The thing that makes Dylan so legendary is precisely that. Many of his finest works are packed with unforgettable lyrics that you couldn’t get me to synthesize with a gun to my head, but still rattle around my mind since the moment I first heard them. He hides his own feelings behind tragically poetic cloaked phrases and abstract ideas within his music. He tells stories using fractured, downtrodden, Shakespearean characters, albeit with the same verve and intensity that John Prine or Marvin Gaye used direct ideas to let their soul bleed on wax.
From railroad men smoking eyelids or punching cigarettes to Rosemary drinking hard and seeing her reflection in the knife, his stanzas have an unique way of sticking to your cerebral membrane. While slightly less cryptic, the way Dylan writes about music in “Modern Song” has the same eccentric touch and boyish excitement as the lyrics in his music. You feel the passion pouring off of every page (like it was written in my soul from me to you, perhaps), like Dylan was trembling with excitement knowing that people would read how he feels about these records. The way he talks about some of this music reminds me of the way Quentin Tarantino talks about cinema. There’s something uniquely accessible and idealistic about the greatest minds of the medium talking about their favorite pieces of work with the same passion and joie de vivre that us normies do.
After all, Dylan’s mystique is part of why we love him. It makes him an enthralling figure, someone who possesses the gift of greatness without perceptibly putting in the necessary amount of work to attain that status. We love him, as a culture, in the same way that we love polarizing athletes with genius talent and a streak of deviance, like Diego Maradona or Allen Iverson as opposed to, say, Michael Platini or Tim Duncan, greats from the same era who did it “the right way”. They are the closest things we have to superheroes; demigods blessed with generational skills that have no business living among us mere mortals.
This week, I was reading an old blog post by John Thorn about early 20th century baseball pitcher Rube Waddell, one of American sports’ first true individualists. He was one of those guys who lived a hundred lives in one, from tending bar in Appalachia to getting bit by a lion to being baseball’s strikeout king for six straight years.
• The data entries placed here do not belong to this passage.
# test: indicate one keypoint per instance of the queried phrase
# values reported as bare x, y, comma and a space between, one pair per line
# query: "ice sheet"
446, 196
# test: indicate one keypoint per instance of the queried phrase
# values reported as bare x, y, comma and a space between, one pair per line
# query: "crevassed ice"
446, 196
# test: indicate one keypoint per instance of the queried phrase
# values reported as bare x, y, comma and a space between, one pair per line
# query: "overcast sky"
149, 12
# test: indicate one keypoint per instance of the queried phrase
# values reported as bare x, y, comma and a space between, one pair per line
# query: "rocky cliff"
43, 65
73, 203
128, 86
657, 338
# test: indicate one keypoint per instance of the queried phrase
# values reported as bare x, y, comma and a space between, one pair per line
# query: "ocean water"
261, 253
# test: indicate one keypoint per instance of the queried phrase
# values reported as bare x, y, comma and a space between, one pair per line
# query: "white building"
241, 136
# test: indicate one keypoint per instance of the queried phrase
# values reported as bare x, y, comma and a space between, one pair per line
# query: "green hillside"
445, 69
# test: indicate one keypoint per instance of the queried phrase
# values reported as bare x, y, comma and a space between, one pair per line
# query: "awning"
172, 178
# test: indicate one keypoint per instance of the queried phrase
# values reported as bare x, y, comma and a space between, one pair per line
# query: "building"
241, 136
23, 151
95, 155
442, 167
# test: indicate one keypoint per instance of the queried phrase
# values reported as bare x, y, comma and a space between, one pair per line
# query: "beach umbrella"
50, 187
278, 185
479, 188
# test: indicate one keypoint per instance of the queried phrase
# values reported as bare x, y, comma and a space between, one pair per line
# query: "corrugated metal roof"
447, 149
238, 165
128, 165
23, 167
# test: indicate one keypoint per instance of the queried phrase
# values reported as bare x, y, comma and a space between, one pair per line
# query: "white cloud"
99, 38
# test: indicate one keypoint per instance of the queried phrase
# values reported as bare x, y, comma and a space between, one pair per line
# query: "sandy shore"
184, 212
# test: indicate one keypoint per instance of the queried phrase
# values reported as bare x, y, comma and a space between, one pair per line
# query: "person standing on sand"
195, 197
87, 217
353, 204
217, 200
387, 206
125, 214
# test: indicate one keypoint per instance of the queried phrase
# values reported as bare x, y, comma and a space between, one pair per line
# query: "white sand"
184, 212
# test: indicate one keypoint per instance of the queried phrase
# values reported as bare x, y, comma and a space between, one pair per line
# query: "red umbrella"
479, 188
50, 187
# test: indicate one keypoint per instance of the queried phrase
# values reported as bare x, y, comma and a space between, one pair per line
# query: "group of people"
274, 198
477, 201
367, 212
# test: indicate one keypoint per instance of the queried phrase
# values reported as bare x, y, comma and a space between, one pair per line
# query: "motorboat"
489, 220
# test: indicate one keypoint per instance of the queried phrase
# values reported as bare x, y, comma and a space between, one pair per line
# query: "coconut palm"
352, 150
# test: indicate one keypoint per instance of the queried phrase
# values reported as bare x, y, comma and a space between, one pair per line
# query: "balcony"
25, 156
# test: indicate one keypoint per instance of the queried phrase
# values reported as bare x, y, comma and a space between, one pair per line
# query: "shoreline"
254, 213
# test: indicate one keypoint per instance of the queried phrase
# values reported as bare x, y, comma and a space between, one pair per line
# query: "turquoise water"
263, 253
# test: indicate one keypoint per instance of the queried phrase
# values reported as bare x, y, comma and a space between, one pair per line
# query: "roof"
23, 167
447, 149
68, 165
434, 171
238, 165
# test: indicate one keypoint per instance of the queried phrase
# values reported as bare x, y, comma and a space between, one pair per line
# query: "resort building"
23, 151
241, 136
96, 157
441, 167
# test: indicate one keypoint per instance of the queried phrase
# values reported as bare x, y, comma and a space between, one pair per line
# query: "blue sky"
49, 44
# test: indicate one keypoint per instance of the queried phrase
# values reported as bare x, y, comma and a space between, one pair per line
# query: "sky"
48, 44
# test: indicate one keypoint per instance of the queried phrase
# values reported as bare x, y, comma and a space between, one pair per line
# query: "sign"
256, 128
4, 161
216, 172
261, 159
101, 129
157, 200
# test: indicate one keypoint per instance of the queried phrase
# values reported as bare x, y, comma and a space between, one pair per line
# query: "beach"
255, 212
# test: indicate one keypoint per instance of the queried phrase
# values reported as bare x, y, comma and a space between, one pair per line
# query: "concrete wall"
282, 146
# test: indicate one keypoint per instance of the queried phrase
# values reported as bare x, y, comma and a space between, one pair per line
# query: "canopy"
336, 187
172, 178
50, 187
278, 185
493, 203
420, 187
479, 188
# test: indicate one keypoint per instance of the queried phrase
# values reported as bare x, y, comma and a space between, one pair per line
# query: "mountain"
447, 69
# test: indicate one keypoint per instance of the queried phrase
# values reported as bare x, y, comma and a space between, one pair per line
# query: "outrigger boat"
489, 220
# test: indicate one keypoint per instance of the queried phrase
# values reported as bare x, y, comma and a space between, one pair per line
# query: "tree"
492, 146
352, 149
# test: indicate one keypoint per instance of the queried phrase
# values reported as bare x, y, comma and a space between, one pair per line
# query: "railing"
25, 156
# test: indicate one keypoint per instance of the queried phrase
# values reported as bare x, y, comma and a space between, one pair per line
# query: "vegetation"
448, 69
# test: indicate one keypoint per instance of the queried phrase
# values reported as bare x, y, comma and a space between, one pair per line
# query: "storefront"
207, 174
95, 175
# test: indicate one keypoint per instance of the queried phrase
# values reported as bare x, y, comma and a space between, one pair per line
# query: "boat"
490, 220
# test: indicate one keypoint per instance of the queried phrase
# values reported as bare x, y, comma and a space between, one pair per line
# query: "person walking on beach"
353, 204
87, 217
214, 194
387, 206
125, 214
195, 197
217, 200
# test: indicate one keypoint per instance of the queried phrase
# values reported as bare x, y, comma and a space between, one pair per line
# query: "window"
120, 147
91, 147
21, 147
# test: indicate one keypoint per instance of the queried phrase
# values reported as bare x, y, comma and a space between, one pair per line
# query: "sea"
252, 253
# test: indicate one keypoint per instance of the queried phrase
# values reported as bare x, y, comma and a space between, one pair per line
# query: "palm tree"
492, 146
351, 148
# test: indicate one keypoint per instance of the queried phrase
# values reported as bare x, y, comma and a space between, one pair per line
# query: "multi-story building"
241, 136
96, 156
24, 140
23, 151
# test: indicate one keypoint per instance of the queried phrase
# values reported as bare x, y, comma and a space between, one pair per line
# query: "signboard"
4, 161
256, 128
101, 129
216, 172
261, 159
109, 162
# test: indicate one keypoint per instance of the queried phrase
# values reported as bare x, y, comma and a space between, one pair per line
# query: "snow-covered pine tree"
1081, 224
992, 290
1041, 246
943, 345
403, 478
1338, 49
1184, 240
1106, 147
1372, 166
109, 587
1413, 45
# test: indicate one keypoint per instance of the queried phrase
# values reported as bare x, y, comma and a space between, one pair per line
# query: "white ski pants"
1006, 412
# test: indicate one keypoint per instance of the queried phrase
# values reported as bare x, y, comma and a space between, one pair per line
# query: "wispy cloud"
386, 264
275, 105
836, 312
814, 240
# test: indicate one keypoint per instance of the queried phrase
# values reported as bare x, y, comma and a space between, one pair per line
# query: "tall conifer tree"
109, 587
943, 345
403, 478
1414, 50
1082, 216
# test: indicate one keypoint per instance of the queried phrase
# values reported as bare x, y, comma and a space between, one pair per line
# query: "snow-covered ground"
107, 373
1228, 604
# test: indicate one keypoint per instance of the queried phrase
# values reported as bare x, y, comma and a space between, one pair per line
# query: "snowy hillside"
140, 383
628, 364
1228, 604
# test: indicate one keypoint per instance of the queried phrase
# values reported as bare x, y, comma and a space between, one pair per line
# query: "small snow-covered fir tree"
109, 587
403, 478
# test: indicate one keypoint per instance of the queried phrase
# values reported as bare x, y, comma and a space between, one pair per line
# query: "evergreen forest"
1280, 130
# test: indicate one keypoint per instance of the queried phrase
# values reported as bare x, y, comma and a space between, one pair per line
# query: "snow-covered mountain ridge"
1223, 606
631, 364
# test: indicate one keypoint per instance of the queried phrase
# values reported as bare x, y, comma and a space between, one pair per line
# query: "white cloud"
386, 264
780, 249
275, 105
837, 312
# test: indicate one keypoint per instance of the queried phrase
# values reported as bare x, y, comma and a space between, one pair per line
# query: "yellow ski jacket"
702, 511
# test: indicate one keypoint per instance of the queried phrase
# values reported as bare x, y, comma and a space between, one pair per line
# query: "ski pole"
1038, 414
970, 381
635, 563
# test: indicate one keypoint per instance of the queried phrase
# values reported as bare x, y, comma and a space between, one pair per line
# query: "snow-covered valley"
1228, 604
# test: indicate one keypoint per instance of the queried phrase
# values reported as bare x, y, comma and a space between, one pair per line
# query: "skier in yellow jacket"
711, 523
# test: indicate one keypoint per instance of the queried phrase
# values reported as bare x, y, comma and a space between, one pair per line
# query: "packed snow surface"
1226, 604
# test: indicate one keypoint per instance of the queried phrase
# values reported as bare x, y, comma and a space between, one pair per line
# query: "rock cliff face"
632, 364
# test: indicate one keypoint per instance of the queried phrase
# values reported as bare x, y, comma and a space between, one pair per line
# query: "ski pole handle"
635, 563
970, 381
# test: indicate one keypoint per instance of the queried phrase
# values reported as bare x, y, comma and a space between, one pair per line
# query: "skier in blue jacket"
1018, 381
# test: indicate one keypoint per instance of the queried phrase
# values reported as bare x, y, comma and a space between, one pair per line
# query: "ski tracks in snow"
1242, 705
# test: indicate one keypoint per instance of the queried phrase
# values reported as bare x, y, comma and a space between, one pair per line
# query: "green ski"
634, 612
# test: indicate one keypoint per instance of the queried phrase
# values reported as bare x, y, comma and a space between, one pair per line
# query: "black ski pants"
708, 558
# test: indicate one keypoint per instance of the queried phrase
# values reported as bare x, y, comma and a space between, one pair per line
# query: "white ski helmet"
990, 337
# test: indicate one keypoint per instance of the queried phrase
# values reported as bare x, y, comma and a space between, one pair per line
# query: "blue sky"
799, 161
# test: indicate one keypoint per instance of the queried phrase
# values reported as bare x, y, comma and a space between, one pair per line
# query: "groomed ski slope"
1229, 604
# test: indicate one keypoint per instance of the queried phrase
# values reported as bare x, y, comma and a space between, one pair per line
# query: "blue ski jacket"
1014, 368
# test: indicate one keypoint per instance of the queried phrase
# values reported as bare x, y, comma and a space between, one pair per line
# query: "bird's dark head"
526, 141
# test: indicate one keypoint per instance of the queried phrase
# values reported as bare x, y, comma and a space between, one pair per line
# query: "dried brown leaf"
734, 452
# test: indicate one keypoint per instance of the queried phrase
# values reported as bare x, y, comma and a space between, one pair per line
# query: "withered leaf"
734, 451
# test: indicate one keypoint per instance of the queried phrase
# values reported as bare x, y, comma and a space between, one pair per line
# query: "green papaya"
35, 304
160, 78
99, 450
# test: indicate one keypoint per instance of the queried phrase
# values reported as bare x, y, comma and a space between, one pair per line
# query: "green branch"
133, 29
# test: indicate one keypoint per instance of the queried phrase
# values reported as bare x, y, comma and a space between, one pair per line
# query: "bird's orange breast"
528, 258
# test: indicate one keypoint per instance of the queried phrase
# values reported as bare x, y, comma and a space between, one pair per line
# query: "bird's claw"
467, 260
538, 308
There’s a quote from Thorn’s piece that stuck with me about why these athletes appeal to us:
Why do we glorify natural athletes when hard workers, conscientious practitioners of their craft, are so much more admirable as men? Because in their untutored excellence these fortunate few seem to be touched with the divine, the mysterious gift of the gods-- a spirit of play akin to the inexplicable animating force of art.
But this is why books like “The Philosophy of Modern Song'' are so welcome, and sometimes even jarring. Like Tarantino’s love of the movies, Dylan’s book is an unfamiliar glimpse into the humanity of pop culture’s most infamously inaccessible celebrity. While it obviously stands to reason, it’s so surprising to see men whose creative capacities are seemingly touched by God to intake art the same way we do. It’s comforting, if not a little bit exciting, and provides us with the illusion that maybe-- just maybe-- these legends are just like us.